Tatlı bir ifadeyle" Imm...Sanırım hayır." dedim. Bana kızmış numarası yapmaya başladığında kafasına vurdum. Gönlünü alma şeklim de harika ama değil mi ya?
"Hazel Emre'ler geldi.'' Ayça'nın konuşmasıyla kafamı kantinin giriş kapısına çevirdim. Emre,Buğra,Ahmet,Asya ve Anka. Anlayacağınız tüm kadro tamam. Emre ve Buğra ciddi bir ifadeyle bir şeyler konuşurken Anka ve Asya kakara kikiri yapıyorlardı. Ahmet ise buz kütlesi gibi mübarek. Kafasına tersten taktığı şapkası acayip yakışmıştı. Masmavi gözleri çok soğuk ve hissiz duruyordu.
Buğra bir şeyler almak için gittiğinde Emre ile göz göze geldik. Bana beklemediğim bir an da göz kırptığında gözlerimi devirdim. Kendini ne sanıyordu be bu. Ukala möcük.
"Hadi çabuk çıkalım.
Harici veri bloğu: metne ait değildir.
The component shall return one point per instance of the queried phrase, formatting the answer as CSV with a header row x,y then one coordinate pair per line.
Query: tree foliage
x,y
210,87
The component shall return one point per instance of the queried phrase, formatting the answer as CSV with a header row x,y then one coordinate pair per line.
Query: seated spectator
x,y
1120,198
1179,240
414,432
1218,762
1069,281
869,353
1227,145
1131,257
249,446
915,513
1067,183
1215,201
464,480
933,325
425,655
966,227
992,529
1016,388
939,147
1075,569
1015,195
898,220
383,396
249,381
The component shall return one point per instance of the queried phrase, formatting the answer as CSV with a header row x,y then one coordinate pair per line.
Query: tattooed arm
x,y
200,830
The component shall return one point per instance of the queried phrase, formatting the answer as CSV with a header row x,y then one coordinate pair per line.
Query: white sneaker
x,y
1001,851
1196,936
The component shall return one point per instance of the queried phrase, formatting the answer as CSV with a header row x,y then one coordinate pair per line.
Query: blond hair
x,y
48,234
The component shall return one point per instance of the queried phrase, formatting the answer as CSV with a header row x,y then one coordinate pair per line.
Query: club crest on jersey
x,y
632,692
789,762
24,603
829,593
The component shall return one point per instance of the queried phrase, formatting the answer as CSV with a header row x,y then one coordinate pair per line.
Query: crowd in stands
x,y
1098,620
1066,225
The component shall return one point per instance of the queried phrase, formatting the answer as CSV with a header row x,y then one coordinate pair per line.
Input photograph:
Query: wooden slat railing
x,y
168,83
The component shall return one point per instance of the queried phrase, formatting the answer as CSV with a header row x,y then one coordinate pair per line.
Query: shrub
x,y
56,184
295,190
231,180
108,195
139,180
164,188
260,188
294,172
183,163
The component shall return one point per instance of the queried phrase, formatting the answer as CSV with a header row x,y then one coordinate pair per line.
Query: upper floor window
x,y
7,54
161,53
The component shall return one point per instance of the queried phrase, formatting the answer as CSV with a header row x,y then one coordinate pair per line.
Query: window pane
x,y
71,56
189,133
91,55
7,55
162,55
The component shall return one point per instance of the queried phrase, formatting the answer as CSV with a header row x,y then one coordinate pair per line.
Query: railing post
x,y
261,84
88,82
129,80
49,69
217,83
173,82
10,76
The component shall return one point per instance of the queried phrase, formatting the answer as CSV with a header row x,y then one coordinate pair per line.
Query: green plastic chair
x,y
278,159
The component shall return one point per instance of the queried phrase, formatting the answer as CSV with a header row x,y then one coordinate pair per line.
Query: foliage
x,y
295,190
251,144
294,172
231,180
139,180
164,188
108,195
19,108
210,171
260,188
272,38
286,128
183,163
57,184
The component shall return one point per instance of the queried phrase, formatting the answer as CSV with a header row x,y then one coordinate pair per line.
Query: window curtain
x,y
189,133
Emre bunları görmesin.'' Mert bütün resimleri eline aldıktan sonra bizde hemen masadan kalktık.
Kantine Sara girdiğinde Mahmud'un gözleri fal taşı gibi açıldı. Ne anlıyordu bu sarı kızdan anlamıyorum. Çakma sarı olduğu siyah kaşlarından belli. Bir de kendini bir şey sanması yok mu! Ölüyorum!
Mahmut Sara'ya doğru hızla koşarken Mert'e çarpmasıyla yeri boyladılar. Aptal Mahmut. Mert'in elindeki resimler Emre'lerin önüne tıpkı bir resim sergisi gibi serilirken arkadaşlarımın nasıl bir aptal olduğunu anladım. Nasıl bu kadar dikkatsiz olabilirler ki? Hele o Mahmut. Elbet bunun cezasını çekecek.
" O ne lan!Onlar benim resimlerim değil mi?'' Emre sinirle yerdekilere bakarken koyu kahve gözleri beni buldu. Ona şirin bir şekilde bakarken "Ahmet toplayın şunları." dedi. Ahmet tepki vermeden Asya'yla Anka'ya yerdekileri işaret etti. Üçü onları toplarken Emre üzerime doğru gelmeye başladı. Geri geri gitmek yerine hızla yerden bir resim aldım.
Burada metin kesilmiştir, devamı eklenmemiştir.